A data management ecosystem should:

  • Integrate open-source and commercial tools through open APIs.
  • Be configurable enough to evolve with new governance, privacy and AI requirements.
  • Avoid vendor lock-in by adhering to open standards and modular architectures.
  • Support automation, AI integration, and ethical data use at scale.

In this context, open platforms like CKAN and Apache Atlas are not replacements for enterprise tools, they’re complements, providing the flexibility and transparency that proprietary systems often lack.

Looking Ahead: AI Will Stress-Test Every Platform

The rise of AI adds a new dimension. Machine learning models require traceable, high-quality, well-governed data, but they also generate new data types, metadata and audit trails. Managing these dynamically will expose the rigidity of closed systems.
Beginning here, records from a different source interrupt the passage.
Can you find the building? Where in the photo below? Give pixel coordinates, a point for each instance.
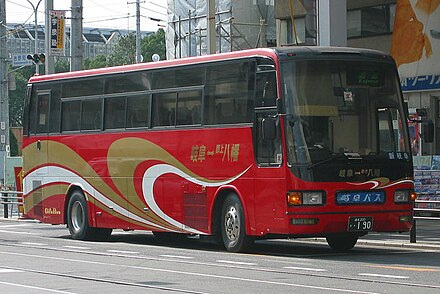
(96, 41)
(365, 24)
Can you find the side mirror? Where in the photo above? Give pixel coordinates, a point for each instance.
(269, 129)
(428, 131)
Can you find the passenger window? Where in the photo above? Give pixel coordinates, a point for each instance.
(114, 113)
(138, 111)
(42, 113)
(70, 115)
(164, 109)
(91, 115)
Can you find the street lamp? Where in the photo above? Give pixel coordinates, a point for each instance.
(35, 8)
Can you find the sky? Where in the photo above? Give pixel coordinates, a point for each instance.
(117, 14)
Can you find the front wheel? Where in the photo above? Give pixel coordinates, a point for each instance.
(342, 242)
(77, 220)
(233, 225)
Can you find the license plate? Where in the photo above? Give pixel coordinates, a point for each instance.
(360, 223)
(360, 197)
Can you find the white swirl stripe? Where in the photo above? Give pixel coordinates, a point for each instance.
(56, 174)
(154, 172)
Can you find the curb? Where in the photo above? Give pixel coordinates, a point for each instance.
(361, 242)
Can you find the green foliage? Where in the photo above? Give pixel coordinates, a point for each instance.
(154, 44)
(98, 62)
(124, 53)
(62, 65)
(13, 144)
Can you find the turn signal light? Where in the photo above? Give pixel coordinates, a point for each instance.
(413, 196)
(294, 198)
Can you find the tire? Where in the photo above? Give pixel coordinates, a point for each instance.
(77, 220)
(342, 242)
(232, 225)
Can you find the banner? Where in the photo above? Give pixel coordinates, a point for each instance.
(57, 28)
(416, 44)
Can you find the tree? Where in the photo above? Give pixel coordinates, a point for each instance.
(154, 44)
(98, 62)
(124, 51)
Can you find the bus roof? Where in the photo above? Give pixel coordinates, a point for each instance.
(264, 52)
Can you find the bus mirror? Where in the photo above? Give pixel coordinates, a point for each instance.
(428, 131)
(268, 126)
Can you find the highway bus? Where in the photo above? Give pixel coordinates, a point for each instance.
(262, 143)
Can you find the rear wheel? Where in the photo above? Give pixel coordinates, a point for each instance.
(233, 225)
(342, 242)
(77, 220)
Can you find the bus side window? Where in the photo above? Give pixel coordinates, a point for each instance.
(268, 150)
(42, 113)
(266, 89)
(70, 114)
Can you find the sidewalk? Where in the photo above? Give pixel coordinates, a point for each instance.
(427, 235)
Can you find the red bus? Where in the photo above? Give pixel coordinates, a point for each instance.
(263, 143)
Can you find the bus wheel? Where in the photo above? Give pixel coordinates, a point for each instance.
(342, 242)
(77, 220)
(233, 225)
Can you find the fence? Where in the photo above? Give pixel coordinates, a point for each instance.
(11, 200)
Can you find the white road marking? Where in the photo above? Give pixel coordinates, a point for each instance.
(15, 232)
(33, 244)
(305, 269)
(383, 276)
(7, 270)
(194, 274)
(13, 226)
(34, 288)
(236, 262)
(177, 256)
(122, 252)
(77, 247)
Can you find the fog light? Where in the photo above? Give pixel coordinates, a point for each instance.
(304, 221)
(405, 218)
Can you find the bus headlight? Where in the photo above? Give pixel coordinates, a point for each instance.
(295, 198)
(404, 196)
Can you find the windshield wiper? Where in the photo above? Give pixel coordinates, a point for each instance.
(347, 156)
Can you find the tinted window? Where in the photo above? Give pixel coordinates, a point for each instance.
(91, 114)
(128, 83)
(164, 109)
(70, 115)
(114, 113)
(138, 111)
(78, 88)
(42, 113)
(189, 108)
(229, 93)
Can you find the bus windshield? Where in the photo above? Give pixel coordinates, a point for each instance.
(342, 110)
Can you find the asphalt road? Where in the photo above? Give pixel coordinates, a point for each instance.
(40, 258)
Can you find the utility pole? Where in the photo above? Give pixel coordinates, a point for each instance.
(138, 32)
(50, 62)
(4, 97)
(35, 8)
(210, 22)
(76, 42)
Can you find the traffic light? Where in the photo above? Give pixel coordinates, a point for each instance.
(37, 58)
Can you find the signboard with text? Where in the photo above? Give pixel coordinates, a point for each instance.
(57, 32)
(416, 44)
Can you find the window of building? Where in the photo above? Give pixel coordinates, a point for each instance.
(370, 21)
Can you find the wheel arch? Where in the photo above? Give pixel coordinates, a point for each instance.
(219, 198)
(72, 188)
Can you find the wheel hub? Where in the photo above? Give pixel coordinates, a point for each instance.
(232, 224)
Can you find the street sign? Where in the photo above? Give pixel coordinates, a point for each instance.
(57, 27)
(20, 60)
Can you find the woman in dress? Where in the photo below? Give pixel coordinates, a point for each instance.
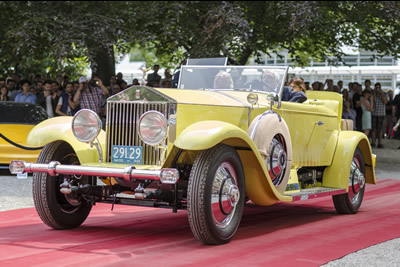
(367, 103)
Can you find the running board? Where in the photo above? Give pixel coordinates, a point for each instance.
(315, 192)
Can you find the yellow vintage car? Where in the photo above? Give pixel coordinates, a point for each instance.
(222, 138)
(16, 121)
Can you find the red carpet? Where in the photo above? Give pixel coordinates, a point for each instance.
(305, 233)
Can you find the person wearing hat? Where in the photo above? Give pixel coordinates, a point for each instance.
(89, 96)
(26, 96)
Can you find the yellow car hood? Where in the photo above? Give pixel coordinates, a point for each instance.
(16, 133)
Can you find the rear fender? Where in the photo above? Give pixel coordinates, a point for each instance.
(59, 128)
(337, 175)
(206, 134)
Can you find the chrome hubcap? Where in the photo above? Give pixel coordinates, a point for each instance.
(225, 195)
(276, 163)
(356, 181)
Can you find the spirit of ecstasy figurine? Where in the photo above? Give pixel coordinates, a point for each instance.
(143, 81)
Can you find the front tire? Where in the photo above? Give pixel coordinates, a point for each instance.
(216, 195)
(350, 202)
(57, 210)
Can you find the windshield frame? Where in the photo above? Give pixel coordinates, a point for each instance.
(283, 69)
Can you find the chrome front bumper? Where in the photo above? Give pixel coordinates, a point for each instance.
(129, 173)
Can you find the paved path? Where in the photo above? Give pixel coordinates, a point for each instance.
(306, 233)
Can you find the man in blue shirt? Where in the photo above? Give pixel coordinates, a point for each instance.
(25, 96)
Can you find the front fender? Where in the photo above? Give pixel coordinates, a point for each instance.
(337, 175)
(206, 134)
(59, 128)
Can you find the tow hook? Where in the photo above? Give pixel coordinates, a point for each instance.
(139, 192)
(65, 188)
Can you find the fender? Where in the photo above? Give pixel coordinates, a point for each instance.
(206, 134)
(59, 128)
(337, 175)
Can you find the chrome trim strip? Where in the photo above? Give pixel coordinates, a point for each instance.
(55, 168)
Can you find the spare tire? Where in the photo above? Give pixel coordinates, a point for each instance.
(270, 133)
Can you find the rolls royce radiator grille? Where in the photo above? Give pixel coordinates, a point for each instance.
(121, 130)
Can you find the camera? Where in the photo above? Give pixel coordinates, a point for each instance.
(94, 82)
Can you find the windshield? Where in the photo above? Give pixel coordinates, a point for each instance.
(250, 78)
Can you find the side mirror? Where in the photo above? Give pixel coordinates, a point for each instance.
(272, 98)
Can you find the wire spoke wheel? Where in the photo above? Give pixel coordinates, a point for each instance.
(216, 195)
(350, 202)
(56, 209)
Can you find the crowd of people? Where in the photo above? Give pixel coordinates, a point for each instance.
(372, 110)
(62, 97)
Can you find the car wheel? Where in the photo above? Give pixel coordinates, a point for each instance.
(216, 195)
(350, 202)
(271, 135)
(57, 210)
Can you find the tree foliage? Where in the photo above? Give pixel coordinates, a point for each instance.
(66, 36)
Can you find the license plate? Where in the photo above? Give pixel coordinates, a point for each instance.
(127, 154)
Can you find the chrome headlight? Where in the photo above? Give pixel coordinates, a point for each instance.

Data platforms will need to support explainability, lineage tracking and real-time governance, ensuring that the data fuelling AI is trustworthy and compliant. Open, configurable frameworks are far better positioned to evolve toward this future than static, vendor-controlled environments.

Our Perspective

At Ember, we’ve seen both sides of the data management equation. Proprietary platforms can offer stability and enterprise integration, but open frameworks deliver flexibility, transparency and long-term sustainability.

Our approach is to blend both worlds, combining open standards like CKAN and Apache Atlas with secure, enterprise-grade hosting and integration models, to help organisations build adaptive data ecosystems ready for the demands of AI, governance and innovation.

The message for digital leaders is simple:

In a world where data is never static, your platform shouldn’t be either.